А тут еще и телефонная связь пропала – и стационарная, и сотовая. Не удалось дозвониться ни в энергокомпании. Ни в сами города, в их аварийные службы и отделы ГОЧС. Ни в соседний поселок, где была пожарная часть и отдельный отряд горноспасателей. Никуда. Доступный мир сразу скукожился до двух-трех километров, которые отделяли Комбинат от разбросанных по склону большого холма других зданий шахты, находящихся в прямой видимости. А что там, за холмом – теперь неизвестно. Радиосвязью на шахте пользовалась только охрана, чтобы связываться с постами и патрулями на площадках. Позывные того самого отряда горноспасателей, который стоял километрах в шести, были, конечно, диспетчеру известны. Первым делом он попытался связаться именно с ними.
И не получил ответа.

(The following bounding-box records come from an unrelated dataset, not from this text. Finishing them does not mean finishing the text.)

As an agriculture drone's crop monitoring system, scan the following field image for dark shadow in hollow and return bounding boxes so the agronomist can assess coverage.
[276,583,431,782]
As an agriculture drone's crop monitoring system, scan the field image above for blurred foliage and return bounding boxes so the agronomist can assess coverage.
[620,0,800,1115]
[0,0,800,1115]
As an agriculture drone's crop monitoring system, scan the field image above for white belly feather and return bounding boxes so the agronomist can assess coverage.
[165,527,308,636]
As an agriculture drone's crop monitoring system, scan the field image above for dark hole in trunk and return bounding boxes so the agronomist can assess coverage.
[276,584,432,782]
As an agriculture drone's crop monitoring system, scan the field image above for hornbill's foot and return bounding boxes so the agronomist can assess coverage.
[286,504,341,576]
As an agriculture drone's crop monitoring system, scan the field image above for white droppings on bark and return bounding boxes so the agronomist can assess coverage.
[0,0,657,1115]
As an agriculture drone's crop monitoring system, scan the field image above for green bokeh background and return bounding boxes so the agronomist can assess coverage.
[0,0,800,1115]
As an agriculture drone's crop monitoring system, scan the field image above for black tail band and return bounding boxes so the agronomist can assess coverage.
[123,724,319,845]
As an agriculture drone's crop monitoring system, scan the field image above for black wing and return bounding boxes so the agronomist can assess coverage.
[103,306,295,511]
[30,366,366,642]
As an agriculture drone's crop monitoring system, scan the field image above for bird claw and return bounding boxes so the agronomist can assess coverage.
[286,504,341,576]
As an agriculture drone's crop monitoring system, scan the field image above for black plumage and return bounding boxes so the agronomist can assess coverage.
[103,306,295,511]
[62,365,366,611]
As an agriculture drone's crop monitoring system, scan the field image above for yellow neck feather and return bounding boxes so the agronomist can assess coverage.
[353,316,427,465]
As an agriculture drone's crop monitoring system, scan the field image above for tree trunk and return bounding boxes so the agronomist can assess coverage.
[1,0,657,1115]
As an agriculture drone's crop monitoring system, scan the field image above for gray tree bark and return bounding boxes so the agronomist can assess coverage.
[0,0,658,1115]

Не получил его и спустя пять минут. Все это было очень странно. В любой момент директор мог позвонить снова, но почему-то захотелось выйти на улицу. Диспетчер распахнул дверь и вышел в узкий коридор. Потом открыл еще одну и вышел наружу. Было прохладно. А ведь утром, когда начиналось дежурство, стояла типичная для июля жара и духота. Он остановился в десяти шагах от одноэтажного здания диспетчерской. На крыше дрожала под порывами ветра антенна. Кругом был холмистый, изрезанный оврагами ландшафт, типичный для юга Кузбасса. Правда, людьми он был изрезан еще сильнее, чем природой.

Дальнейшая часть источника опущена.